Objective: We sought to demonstrate left main coronary artery (LM) stenosis by transthoracic echocardiography.
Background: Evaluation of LM stenosis was done mostly by transesophageal echocardiography in patients with coronary artery disease.
Methods: A total of 1456 patients with coronary artery disease were studied, of which 801 patients (55%) had adequate coronary flow assessment. The LM and the adjacent segments of left anterior descending coronary artery and left circumflex coronary artery were evaluated by color flow and Doppler. Mosaic flow and/or peak diastolic velocity of greater than or equal to 1.5 m/s was considered abnormal. These findings were correlated with stenoses at coronary angiography. A total of 40 patients who had abnormal diastolic flow in LM by transthoracic echocardiography constituted group 1 and 56 patients with normal LM flow constituted the control group (group 2).

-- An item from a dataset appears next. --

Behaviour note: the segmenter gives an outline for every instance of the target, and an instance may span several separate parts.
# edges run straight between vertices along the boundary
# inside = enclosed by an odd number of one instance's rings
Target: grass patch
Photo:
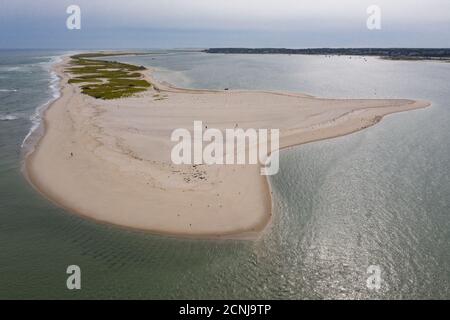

Results: The peak diastolic velocities in LM in group 1 ranged between 1.5 and 4.4 m/s (mean 2.11 +/- 0.78 m/s). Of the 40 patients in group 1, 34 had significant LM stenosis by coronary angiography (sensitivity of 85%, positive predictive value 82.5%). The velocities in LM in group 2 ranged between 0.4 and 1.2 m/s (mean 0.66 +/- 0.25 m/s). In all, 49 of 56 patients in this group had normal LM on coronary angiography (88% specificity, negative predictive value 90.7%). The remaining 7 had distal LM stenosis. Mosaic flow in LM indicated significant LM stenosis in 85% of patients, whereas normal flow in LM did not rule out distal LM stenosis in 12% of patients.
Conclusions: LM stenosis could be assessed by transthoracic echocardiography with an acceptable degree of sensitivity and specificity.